Non serve pagare il biglietto di un delfinario per osservare i delfini da vicino. Si può andare a cercarli in mare, vederli saltare e giocare nel loro ambiente naturale, insieme a chi li conosce bene, li studia e tenta di proteggerli dalle mille insidie dell’uomo. Nello Ionio Settentrionale, a poche miglia dagli scempi ambientali della Taranto dell’Ilva, c’è un ambiente marino incredibilmente pieno di vita, che i ricercatori considerano a pieno titolo un santuario dei cetacei, anche se non ancora legalmente riconosciuto.
La Jonian Dolphin Conservation opera in quel tratto di mare e da un anno consente a tutti di diventare ricercatori per un giorno, salendo sul catamarano Taras che quotidianamente salpa dal porto di Taranto o di Policoro in Basilicata per far visita ai delfini.
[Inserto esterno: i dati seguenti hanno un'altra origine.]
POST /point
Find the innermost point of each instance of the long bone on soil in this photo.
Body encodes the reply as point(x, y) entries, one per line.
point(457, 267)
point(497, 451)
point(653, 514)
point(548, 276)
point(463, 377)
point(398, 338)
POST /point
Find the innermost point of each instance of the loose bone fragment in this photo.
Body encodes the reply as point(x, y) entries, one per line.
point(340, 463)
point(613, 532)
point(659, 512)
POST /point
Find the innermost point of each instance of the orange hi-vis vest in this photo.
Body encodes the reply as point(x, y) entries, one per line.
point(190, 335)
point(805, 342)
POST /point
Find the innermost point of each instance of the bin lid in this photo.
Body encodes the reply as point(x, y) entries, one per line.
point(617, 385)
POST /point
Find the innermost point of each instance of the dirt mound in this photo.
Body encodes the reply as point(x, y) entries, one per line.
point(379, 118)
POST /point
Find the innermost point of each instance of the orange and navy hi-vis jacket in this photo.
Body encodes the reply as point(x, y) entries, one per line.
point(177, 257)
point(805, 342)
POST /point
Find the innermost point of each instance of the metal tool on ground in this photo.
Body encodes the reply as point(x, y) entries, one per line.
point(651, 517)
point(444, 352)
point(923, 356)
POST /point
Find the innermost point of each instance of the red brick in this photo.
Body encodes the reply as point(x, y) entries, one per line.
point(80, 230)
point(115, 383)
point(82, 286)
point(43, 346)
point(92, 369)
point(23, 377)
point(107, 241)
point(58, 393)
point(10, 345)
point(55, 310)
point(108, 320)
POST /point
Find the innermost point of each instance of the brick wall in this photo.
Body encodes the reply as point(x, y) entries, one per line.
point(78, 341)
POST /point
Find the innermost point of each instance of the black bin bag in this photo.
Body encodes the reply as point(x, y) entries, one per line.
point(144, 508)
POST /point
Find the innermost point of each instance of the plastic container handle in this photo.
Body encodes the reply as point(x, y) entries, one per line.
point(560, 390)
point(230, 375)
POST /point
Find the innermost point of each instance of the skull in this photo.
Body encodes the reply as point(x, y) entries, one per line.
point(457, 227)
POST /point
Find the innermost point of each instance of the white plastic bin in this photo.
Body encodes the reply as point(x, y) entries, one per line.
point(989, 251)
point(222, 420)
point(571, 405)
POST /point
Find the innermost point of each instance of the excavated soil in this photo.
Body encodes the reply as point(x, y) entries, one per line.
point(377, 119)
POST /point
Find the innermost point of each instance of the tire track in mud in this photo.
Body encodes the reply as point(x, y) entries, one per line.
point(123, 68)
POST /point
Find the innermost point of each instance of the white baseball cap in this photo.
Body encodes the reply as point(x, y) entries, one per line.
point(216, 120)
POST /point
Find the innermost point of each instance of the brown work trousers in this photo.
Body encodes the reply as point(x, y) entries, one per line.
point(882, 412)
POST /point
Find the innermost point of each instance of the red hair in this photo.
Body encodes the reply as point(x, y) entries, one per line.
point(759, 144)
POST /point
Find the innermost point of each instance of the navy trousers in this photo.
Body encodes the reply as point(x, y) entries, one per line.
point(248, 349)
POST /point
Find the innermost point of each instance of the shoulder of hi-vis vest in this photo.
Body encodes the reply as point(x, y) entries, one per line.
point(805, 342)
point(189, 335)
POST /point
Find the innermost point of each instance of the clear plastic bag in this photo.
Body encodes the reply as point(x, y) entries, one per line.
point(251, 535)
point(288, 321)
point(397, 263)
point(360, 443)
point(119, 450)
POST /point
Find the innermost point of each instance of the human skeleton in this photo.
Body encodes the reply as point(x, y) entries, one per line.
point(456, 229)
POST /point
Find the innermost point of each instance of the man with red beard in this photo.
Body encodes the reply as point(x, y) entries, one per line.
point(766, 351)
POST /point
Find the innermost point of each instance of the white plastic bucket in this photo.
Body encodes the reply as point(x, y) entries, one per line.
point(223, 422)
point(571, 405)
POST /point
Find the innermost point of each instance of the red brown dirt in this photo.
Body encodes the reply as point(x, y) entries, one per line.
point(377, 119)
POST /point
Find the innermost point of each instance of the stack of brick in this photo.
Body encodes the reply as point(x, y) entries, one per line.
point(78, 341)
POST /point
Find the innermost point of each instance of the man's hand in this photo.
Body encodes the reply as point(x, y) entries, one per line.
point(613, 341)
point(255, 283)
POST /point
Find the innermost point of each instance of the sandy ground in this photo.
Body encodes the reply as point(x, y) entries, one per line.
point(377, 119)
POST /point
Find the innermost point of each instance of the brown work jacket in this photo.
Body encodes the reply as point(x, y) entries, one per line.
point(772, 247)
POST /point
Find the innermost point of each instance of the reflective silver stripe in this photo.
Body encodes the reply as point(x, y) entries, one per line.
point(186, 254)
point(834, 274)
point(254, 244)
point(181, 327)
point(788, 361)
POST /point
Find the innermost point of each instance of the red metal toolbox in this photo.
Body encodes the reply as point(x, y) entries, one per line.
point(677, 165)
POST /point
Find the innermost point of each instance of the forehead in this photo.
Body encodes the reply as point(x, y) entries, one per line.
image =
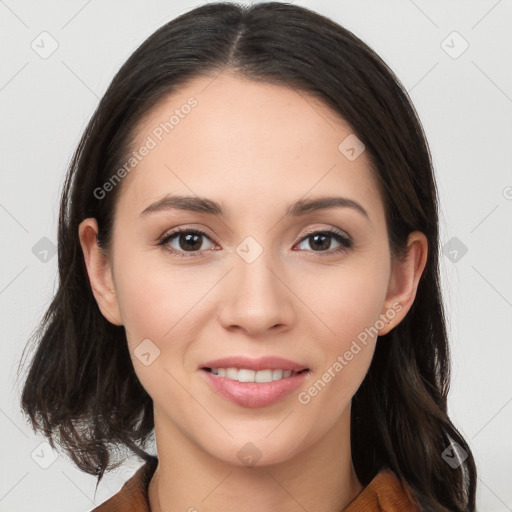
point(235, 140)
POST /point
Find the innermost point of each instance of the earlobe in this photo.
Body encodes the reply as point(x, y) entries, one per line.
point(404, 279)
point(99, 271)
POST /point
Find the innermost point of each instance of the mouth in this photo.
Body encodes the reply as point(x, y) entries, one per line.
point(259, 376)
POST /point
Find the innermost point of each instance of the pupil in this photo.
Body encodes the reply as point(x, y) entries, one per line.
point(191, 241)
point(324, 237)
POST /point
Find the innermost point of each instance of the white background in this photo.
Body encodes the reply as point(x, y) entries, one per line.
point(465, 104)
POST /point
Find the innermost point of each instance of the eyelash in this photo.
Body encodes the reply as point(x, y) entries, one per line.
point(344, 241)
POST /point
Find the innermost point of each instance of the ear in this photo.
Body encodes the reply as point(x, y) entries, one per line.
point(99, 271)
point(403, 282)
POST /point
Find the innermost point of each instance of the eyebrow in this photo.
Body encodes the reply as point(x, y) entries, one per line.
point(203, 205)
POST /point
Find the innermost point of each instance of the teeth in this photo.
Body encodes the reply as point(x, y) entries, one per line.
point(245, 375)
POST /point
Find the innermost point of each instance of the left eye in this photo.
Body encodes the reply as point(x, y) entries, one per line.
point(187, 241)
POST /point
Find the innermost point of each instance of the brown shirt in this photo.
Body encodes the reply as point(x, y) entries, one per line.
point(383, 494)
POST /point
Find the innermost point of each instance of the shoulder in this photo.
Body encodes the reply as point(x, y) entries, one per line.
point(385, 493)
point(133, 496)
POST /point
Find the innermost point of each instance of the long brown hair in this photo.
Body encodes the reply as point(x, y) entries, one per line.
point(81, 389)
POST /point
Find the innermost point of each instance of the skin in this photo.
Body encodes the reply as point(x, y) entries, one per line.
point(256, 148)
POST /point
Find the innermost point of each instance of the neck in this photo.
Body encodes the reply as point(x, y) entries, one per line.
point(321, 477)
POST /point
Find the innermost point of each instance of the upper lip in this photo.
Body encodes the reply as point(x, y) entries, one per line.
point(260, 363)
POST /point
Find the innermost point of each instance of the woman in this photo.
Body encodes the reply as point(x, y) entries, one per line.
point(248, 266)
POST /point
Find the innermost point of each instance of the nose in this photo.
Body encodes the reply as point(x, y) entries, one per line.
point(256, 297)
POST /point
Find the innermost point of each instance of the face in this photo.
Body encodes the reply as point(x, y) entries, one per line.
point(264, 278)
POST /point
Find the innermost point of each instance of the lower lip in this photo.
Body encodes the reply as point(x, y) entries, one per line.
point(254, 394)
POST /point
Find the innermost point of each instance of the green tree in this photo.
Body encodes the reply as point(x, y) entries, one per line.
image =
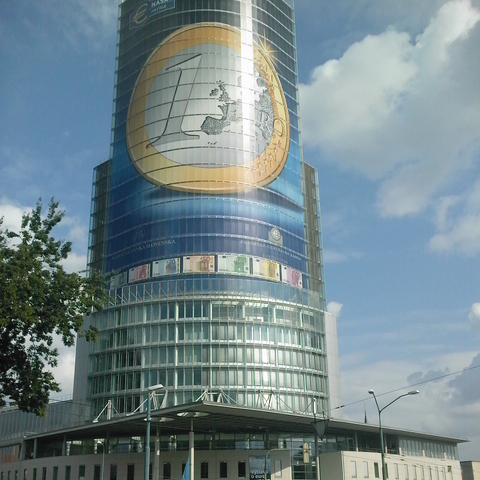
point(38, 299)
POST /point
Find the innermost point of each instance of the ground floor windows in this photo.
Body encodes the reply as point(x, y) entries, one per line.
point(204, 470)
point(131, 471)
point(96, 472)
point(242, 470)
point(167, 471)
point(223, 469)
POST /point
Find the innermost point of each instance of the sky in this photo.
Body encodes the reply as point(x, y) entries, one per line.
point(390, 116)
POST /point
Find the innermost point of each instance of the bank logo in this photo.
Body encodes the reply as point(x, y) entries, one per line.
point(146, 9)
point(208, 113)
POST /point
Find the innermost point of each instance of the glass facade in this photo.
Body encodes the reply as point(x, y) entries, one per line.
point(205, 217)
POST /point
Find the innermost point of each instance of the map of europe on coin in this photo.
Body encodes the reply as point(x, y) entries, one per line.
point(208, 113)
point(193, 103)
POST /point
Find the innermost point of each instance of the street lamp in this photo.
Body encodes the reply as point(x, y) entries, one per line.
point(380, 410)
point(103, 456)
point(151, 390)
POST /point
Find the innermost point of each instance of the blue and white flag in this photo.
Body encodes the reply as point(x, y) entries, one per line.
point(186, 472)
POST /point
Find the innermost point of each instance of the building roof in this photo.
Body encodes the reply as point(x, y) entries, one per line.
point(216, 417)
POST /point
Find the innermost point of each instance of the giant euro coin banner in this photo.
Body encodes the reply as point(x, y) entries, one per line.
point(208, 113)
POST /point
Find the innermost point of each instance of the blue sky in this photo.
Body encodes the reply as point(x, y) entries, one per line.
point(390, 104)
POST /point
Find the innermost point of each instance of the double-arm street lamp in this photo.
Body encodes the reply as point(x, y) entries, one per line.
point(151, 391)
point(380, 410)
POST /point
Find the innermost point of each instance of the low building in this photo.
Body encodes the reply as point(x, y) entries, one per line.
point(231, 442)
point(470, 470)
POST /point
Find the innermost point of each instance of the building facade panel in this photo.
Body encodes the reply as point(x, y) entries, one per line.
point(206, 216)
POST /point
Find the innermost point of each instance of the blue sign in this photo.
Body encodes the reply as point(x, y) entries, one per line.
point(147, 9)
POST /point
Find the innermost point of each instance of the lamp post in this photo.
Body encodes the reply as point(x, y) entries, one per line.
point(103, 457)
point(380, 410)
point(151, 390)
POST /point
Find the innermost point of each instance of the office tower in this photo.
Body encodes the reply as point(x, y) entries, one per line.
point(205, 217)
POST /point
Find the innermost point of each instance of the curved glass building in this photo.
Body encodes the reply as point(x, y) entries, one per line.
point(206, 217)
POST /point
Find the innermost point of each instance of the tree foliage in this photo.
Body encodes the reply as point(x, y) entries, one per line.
point(39, 300)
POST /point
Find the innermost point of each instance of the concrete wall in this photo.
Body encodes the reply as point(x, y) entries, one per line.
point(401, 467)
point(470, 470)
point(122, 460)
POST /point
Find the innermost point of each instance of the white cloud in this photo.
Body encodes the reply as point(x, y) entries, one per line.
point(334, 308)
point(404, 112)
point(12, 214)
point(435, 410)
point(75, 263)
point(474, 317)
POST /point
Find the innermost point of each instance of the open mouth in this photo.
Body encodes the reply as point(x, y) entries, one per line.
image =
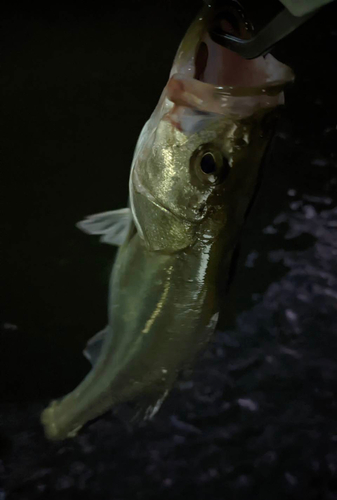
point(210, 78)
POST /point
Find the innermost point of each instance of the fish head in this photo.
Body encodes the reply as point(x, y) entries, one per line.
point(197, 159)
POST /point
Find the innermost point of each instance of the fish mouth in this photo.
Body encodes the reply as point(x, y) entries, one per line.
point(210, 78)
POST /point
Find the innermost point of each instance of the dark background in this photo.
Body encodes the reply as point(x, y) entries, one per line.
point(257, 417)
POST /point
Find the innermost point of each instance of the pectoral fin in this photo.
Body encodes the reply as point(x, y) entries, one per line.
point(113, 226)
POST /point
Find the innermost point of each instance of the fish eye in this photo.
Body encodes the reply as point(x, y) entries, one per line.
point(210, 165)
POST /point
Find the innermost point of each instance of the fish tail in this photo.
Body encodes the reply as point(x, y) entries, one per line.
point(63, 418)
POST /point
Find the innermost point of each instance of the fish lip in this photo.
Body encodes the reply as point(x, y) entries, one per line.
point(184, 66)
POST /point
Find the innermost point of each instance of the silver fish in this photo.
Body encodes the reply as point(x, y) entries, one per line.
point(192, 180)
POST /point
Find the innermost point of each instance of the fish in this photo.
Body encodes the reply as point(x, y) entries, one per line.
point(192, 181)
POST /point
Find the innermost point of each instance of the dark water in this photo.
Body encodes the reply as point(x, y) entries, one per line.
point(258, 417)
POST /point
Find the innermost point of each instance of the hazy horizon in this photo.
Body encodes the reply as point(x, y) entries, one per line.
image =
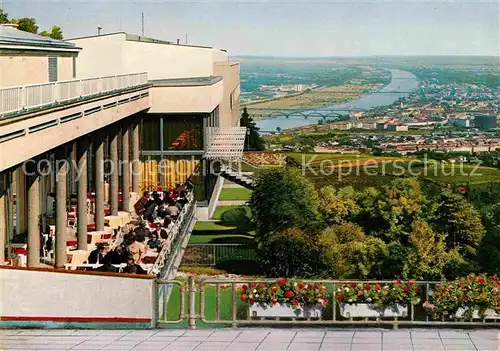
point(285, 28)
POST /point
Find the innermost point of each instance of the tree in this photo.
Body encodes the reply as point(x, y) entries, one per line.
point(291, 253)
point(427, 256)
point(56, 33)
point(455, 217)
point(389, 214)
point(4, 17)
point(27, 25)
point(282, 199)
point(337, 206)
point(254, 141)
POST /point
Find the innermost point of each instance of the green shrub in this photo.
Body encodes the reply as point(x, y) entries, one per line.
point(235, 217)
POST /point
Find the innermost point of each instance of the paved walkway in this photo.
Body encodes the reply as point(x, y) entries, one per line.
point(251, 339)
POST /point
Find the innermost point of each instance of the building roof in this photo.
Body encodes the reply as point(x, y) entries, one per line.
point(134, 37)
point(11, 37)
point(186, 82)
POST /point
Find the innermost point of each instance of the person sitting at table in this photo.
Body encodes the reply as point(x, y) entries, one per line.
point(172, 210)
point(154, 242)
point(117, 256)
point(162, 210)
point(137, 249)
point(168, 225)
point(140, 205)
point(97, 255)
point(130, 268)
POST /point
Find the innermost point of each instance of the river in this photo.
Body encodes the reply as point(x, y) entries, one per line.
point(402, 81)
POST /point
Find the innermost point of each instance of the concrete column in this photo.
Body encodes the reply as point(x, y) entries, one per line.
point(61, 216)
point(99, 182)
point(21, 223)
point(135, 157)
point(33, 185)
point(3, 216)
point(83, 148)
point(113, 186)
point(126, 168)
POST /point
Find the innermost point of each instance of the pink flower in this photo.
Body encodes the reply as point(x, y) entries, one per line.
point(429, 306)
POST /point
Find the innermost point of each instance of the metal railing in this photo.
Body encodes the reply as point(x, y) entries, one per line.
point(26, 97)
point(217, 301)
point(213, 254)
point(174, 235)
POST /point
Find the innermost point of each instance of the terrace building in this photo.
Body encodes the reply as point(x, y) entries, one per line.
point(154, 112)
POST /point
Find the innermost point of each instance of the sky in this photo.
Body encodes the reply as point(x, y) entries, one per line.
point(286, 28)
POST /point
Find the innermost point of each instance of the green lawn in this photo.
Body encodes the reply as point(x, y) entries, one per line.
point(221, 209)
point(225, 306)
point(216, 233)
point(235, 194)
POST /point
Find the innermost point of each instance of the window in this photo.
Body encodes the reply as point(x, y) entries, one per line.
point(150, 133)
point(183, 132)
point(74, 67)
point(52, 68)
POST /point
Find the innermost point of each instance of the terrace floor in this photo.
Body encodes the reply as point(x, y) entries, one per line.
point(245, 339)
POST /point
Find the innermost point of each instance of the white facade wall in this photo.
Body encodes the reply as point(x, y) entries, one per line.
point(101, 56)
point(114, 54)
point(24, 294)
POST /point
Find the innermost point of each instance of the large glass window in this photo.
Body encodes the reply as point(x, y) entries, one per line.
point(183, 132)
point(150, 133)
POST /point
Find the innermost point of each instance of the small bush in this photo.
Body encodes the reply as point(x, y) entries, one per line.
point(235, 217)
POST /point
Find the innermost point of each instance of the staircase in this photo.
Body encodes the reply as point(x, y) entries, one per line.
point(243, 179)
point(234, 173)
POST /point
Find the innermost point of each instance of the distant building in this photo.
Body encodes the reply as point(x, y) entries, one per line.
point(485, 122)
point(397, 128)
point(459, 121)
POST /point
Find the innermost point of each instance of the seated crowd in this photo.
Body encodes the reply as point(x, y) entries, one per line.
point(160, 212)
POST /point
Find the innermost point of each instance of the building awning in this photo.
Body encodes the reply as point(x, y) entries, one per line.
point(225, 143)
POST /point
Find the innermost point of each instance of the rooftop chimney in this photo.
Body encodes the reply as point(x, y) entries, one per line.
point(12, 25)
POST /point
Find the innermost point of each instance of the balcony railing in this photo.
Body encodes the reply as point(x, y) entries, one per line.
point(23, 98)
point(174, 236)
point(217, 301)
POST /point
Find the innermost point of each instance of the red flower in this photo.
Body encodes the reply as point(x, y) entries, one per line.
point(282, 281)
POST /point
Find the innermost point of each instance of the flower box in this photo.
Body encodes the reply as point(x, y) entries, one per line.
point(367, 310)
point(285, 310)
point(488, 314)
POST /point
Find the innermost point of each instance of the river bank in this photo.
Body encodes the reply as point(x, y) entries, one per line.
point(401, 85)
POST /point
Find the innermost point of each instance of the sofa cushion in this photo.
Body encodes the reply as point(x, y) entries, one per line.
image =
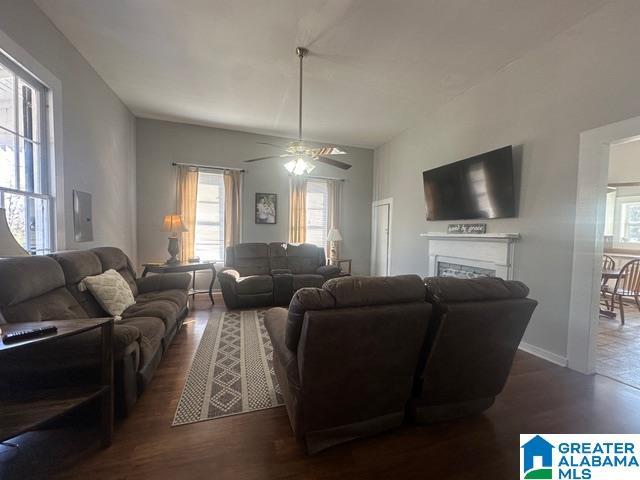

L’associazione, nata nel 2009, è un esempio di iniziativa di successo creata da giovani laureati del Sud, in grado di finanziarsi grazie al contributo dei partecipanti alle escursioni, adulti e bambini, che anno dopo anno sono sempre di più.
Una volta imbarcati si ha praticamente la certezza di incontrare i delfini: la percentuale di avvistamento è prossima al 100%. Grazie a un software si seguono rotte prestabilite per aumentare le possibilità di avvistamento: muniti di cannocchiali, ricercatori e ospiti, possono salire sulla torretta a 6 metri di altezza per individuare le pinne da lontano. Una volta raggiunto il branco inizia lo spettacolo: nel silenzio del mare aperto si può vederli affiorare e respirare attraverso lo sfiatatoio, compiere acrobazie in totale libertà o giocare attorno al catamarano. Si possono poi ascoltare i loro versi, dopo aver immerso l’idrofono o interagire con i ricercatori che scendono in mare per le riprese subacquee. Tutti i dati vengono analizzati per monitorare la loro attività e inseriti sul portale interattivo della Duke University che raccoglie a livello mondiale i dati sugli avvistamenti dei cetacei.
L’associazione chiede ora di tutelare questo tratto di mare, che interessa tre regioni (Puglia, Basilicata e Calabria). “Il Golfo di Taranto è già sottoposto a molte pressioni – racconta il presidente Carmelo Fanizza -. Ha una grande biodiversità, eppure è una delle aree più sfruttate. Ci sono l’Ilva e tutto il polo industriale di Taranto, l’area delle esercitazioni della marina militare. Ora si aggiungono anche 16 richieste di trivellazioni in mare per la ricerca degli idrocarburi. Andare ad incrementare l’impatto dell’uomo sul Golfo sarebbe da folli. Il mare è il nostro petrolio“.